The development and validation of oral cancer staging using administrative health data
1 Faculty of Dental Hygiene, College of Dental Medicine, Kaohsiung Medical University, Kaohsiung, Taiwan
2 Kaohsiung Medical University Chung-Ho Memorial Hospital, Cancer Center, 100 Shih-Chuan First Rd, Kaohsiung 807, Taiwan
3 Division of Oral and Maxillofacial Surgery, Department of Dentistry, Kaohsiung Medical University Hospital, Kaohsiung Taiwan
4 School of Pharmacy, Kaohsiung Medical University, Kaohsiung, Taiwan
BMC Cancer 2014, 14:380 doi:10.1186/1471-2407-14-380Published: 29 May 2014
Oral cancer is a major global health problem. The complexity of histological prognosticators in oral cancer makes it difficult to compare the benefits of different treatment regimens. The Taiwanese National Health database provides an opportunity to assess correlations between outcome and treatment protocols and to compare the effects of different treatment regimens. However, the absence of indices of disease severity is a critical problem. The aim of this study was to ascertain how accurately we could assess the severity of oral cancer at the time of initial diagnosis on the basis of variables in a national database.

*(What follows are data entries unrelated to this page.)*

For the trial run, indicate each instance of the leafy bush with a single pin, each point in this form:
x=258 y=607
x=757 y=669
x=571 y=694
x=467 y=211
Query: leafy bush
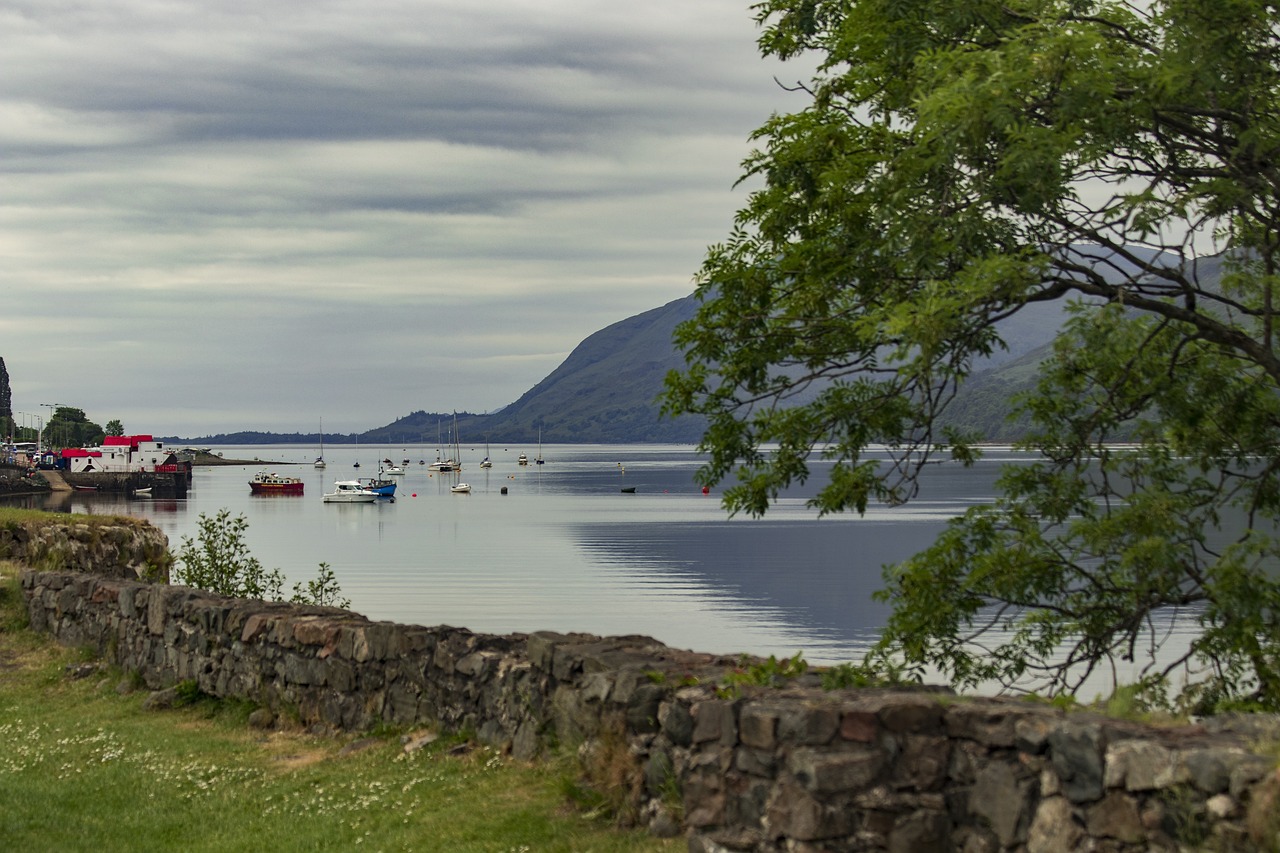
x=218 y=560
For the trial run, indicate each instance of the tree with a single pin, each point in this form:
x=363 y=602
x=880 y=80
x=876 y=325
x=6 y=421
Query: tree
x=5 y=393
x=219 y=560
x=952 y=164
x=69 y=427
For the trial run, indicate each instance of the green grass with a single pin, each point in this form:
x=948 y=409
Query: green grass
x=87 y=769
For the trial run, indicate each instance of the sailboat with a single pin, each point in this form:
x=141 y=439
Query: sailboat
x=457 y=488
x=440 y=464
x=320 y=457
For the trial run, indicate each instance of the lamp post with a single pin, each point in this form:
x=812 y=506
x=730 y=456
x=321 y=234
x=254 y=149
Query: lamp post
x=53 y=409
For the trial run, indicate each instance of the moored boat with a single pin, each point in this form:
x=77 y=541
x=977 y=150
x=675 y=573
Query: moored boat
x=350 y=492
x=384 y=488
x=272 y=483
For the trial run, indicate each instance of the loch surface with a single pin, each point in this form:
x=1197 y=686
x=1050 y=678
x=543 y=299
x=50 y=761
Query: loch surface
x=566 y=550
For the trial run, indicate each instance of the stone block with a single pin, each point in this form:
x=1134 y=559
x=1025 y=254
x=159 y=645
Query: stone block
x=1116 y=816
x=641 y=708
x=758 y=726
x=920 y=831
x=922 y=763
x=1055 y=828
x=808 y=725
x=714 y=720
x=986 y=723
x=862 y=726
x=676 y=723
x=827 y=772
x=1142 y=765
x=1075 y=755
x=912 y=715
x=1002 y=797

In the cancer registry database of a medical center in Taiwan, we identified 1067 histologically confirmed cases of oral cancer (ICD9 codes 140, 141 and 143–145) that had been first diagnosed and subjected to initial treatment in this hospital. The clinical staging status was considered as the gold standard and we used concordance (C)-statistics to assess the model’s predictive performance. We added the predictors of treatment modality, cancer subsite, and age group to our models.
Our final overall model included treatment regimen, site, age, and two interaction terms; namely, interactions between treatment regimen and age and those between treatment regimen, site, and age. In this model, the C-statistics were 0.82–0.84 in male subjects and 0.96–0.99 in female subjects. Of the models stratified by age, the model that considered treatment regimen and site had the highest C-statistics for the interaction term, this value being greater than 0.80 in male subjects and 0.9 in female subjects.
In this study, we found that adjusting for sex, age at first diagnosis, oral cancer subsite, and therapy regimen provided the best indicator of severity of oral cancer. Our findings provide a method for assessing cancer severity when information about staging is not available from a national health-related database.